Pathways to punitive damages. The court agreed with two of the three ways that the plaintiffs asserted punitive damages could be recovered from New GM based on Old GM conduct. The court rejected the contention that claims for punitive damages were contractually assumed by New GM under the sale agreement and, as a result, “all of Old GM’s conduct is fair game.” The totality of the contractual language and extrinsic evidence indicated that New GM did not agree to, nor contractually take on, Old GM’s punitive damages liability.

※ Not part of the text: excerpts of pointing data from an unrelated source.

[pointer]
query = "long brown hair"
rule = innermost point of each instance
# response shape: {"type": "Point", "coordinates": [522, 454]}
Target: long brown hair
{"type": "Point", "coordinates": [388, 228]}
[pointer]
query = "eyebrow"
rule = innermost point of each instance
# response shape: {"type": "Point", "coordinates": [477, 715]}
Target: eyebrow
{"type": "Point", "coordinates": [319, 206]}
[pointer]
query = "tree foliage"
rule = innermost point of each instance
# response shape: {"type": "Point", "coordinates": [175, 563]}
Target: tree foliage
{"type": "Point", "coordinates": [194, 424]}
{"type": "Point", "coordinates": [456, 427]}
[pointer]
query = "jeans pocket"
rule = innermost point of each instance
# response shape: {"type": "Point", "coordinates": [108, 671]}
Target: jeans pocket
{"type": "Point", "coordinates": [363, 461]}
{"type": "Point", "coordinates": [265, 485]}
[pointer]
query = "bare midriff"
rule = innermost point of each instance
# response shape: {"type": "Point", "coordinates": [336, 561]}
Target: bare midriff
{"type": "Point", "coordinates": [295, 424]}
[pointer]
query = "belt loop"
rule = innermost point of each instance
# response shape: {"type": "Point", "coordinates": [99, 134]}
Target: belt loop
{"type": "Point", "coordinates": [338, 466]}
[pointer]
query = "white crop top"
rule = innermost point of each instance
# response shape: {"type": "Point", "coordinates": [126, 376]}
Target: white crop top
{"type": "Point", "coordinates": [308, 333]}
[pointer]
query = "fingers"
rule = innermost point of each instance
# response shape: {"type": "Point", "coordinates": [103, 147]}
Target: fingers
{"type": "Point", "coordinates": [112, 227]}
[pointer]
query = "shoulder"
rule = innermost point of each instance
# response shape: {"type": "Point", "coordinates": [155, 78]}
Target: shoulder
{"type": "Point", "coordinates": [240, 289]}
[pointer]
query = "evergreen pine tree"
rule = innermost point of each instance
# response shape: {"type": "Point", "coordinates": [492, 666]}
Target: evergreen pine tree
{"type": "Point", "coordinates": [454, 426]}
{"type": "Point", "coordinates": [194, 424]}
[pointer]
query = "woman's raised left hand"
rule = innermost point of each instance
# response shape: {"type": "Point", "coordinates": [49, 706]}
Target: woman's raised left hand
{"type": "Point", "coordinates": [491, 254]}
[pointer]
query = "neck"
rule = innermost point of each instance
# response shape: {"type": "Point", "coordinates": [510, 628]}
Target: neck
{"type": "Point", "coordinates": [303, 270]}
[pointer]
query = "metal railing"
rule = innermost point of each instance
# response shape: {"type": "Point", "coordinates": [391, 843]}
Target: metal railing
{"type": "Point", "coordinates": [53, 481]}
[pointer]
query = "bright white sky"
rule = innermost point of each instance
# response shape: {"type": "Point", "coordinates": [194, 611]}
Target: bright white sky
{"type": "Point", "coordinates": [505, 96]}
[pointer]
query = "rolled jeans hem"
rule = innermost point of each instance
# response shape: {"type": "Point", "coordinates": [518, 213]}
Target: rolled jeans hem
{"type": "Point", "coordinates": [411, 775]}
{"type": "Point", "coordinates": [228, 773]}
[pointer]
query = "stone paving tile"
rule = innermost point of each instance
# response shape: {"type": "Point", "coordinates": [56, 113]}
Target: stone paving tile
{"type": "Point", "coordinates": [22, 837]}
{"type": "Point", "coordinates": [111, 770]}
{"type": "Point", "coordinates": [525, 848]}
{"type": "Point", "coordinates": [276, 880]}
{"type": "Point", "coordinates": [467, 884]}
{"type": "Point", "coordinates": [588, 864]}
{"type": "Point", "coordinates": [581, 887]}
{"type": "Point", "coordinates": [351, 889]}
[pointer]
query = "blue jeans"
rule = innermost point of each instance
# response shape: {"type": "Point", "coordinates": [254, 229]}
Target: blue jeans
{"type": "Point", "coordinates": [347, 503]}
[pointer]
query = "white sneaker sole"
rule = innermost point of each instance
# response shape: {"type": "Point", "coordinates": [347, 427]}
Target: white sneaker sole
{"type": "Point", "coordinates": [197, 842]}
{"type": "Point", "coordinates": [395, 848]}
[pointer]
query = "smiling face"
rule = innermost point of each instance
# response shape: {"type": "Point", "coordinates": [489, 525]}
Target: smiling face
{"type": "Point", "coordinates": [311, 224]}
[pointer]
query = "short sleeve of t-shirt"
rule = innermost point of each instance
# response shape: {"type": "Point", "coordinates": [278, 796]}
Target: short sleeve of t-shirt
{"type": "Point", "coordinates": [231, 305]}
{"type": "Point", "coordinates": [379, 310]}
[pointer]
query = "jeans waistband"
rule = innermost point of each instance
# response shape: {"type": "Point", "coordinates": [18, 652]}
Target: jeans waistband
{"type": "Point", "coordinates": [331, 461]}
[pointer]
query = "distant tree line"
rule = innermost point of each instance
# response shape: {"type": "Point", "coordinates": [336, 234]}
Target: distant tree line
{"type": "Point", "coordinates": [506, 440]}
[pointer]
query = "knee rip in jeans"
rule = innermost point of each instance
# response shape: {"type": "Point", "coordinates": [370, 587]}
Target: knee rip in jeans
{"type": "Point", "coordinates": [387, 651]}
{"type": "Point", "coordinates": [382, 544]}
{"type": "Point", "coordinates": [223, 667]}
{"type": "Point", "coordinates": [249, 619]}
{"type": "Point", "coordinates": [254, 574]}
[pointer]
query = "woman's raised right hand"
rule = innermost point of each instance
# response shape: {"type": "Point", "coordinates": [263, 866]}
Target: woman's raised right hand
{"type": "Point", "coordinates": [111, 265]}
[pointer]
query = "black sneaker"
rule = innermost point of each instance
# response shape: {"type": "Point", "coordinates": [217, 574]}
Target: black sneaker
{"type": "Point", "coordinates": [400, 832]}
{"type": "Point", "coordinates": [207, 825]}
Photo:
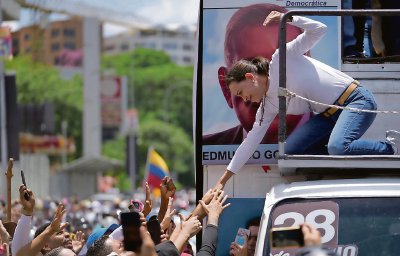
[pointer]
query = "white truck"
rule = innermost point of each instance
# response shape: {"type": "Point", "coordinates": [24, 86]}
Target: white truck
{"type": "Point", "coordinates": [351, 200]}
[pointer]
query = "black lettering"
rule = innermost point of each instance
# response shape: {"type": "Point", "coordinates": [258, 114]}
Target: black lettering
{"type": "Point", "coordinates": [268, 154]}
{"type": "Point", "coordinates": [222, 155]}
{"type": "Point", "coordinates": [276, 154]}
{"type": "Point", "coordinates": [256, 154]}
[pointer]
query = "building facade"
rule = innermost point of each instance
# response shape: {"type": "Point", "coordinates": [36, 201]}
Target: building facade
{"type": "Point", "coordinates": [178, 42]}
{"type": "Point", "coordinates": [48, 44]}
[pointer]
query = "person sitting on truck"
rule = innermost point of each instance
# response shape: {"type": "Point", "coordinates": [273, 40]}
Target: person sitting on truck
{"type": "Point", "coordinates": [256, 80]}
{"type": "Point", "coordinates": [260, 41]}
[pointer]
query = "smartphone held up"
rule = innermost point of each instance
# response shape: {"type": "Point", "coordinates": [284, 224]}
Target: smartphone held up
{"type": "Point", "coordinates": [287, 237]}
{"type": "Point", "coordinates": [26, 194]}
{"type": "Point", "coordinates": [130, 222]}
{"type": "Point", "coordinates": [241, 236]}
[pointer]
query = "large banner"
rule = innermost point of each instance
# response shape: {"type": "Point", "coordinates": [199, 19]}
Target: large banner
{"type": "Point", "coordinates": [232, 30]}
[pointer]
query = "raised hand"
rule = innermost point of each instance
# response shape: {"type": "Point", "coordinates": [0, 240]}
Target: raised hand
{"type": "Point", "coordinates": [148, 247]}
{"type": "Point", "coordinates": [167, 188]}
{"type": "Point", "coordinates": [56, 225]}
{"type": "Point", "coordinates": [208, 196]}
{"type": "Point", "coordinates": [4, 236]}
{"type": "Point", "coordinates": [237, 250]}
{"type": "Point", "coordinates": [191, 226]}
{"type": "Point", "coordinates": [148, 205]}
{"type": "Point", "coordinates": [78, 242]}
{"type": "Point", "coordinates": [27, 205]}
{"type": "Point", "coordinates": [215, 207]}
{"type": "Point", "coordinates": [273, 16]}
{"type": "Point", "coordinates": [4, 240]}
{"type": "Point", "coordinates": [168, 215]}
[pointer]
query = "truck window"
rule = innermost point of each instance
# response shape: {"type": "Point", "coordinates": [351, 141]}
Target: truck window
{"type": "Point", "coordinates": [349, 226]}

One pathway the court agreed upon was that of information “inherited” by New GM. Any acts by New GM personnel, or knowledge of New GM personnel (including knowledge that any of them might have acquired while previously working at Old GM), could, consistent with the court’s April decision and June judgment, be imputed to New GM to the extent appropriate under applicable nonbankruptcy law. Similarly, knowledge can be imputed as a consequence of documents in a company’s files, and, thus, documents in New GM’s files can be used as a predicate for such knowledge, even if the documents first came into existence before the sale from Old GM to New GM. The bankruptcy court determined that those general principles could be applied in the related GM litigation in other courts. In addition, information obtained by New GM after the sale, the court said, could be used for punitive damages purposes as well. The extent to which such after-acquired information was relevant to punitive damages claims was a matter of nonbankruptcy law, and for the other courts to determine.
Punitive damages. The court concluded that punitive damages with respect to products liability claims or economic loss claims involving Old GM manufactured vehicles could be sought against New GM only to the extent that they rely solely on New GM knowledge or conduct. The claims cannot be based on Old GM knowledge or conduct, the court said. However, they can be based on knowledge of New GM employees that was “inherited” from their tenure at Old GM (or documents inherited from Old GM) and based on knowledge acquired after the sale by New GM.
The case is No. 09-50026 (REG).
Attorneys: Donald F. Baty, Jr. (Honigman Miller Schwartz and Cohn LLP) and David R. Berz (Weil, Gotshal & Manges LLP) for Motors Liquidation Co. a/k/a GMC Truck Division a/k/a Automotive Market Research a/k/a NAO Fleet Operations a/k/a National Car Rental a/k/a GM Corp. a/k/a National Car Sales a/k/a GM Corp.-GM Auction Department f/k/a General Motors Corp. Lisa H. Rubin (Gibson Dunn & Crutcher LLP) for Wilmington Trust Co. Brian Shoichi Masumoto, Office of the United States Trustee, for U.S. Trustee. Angela Ferrante (Garden City Group, LLC) for GCG, Inc. a/k/a The Garden City Group, Inc. Philip Bentley (Kramer Levin Naftalis & Frankel LLP) for Official Committee of Unsecured Creditors of General Motors Corp. Arthur Jay Steinberg (King & Spalding LLP) for General Motors LLC.
Companies: Motors Liquidation Co. f/k/a General Motors Corp.; General Motors LLC.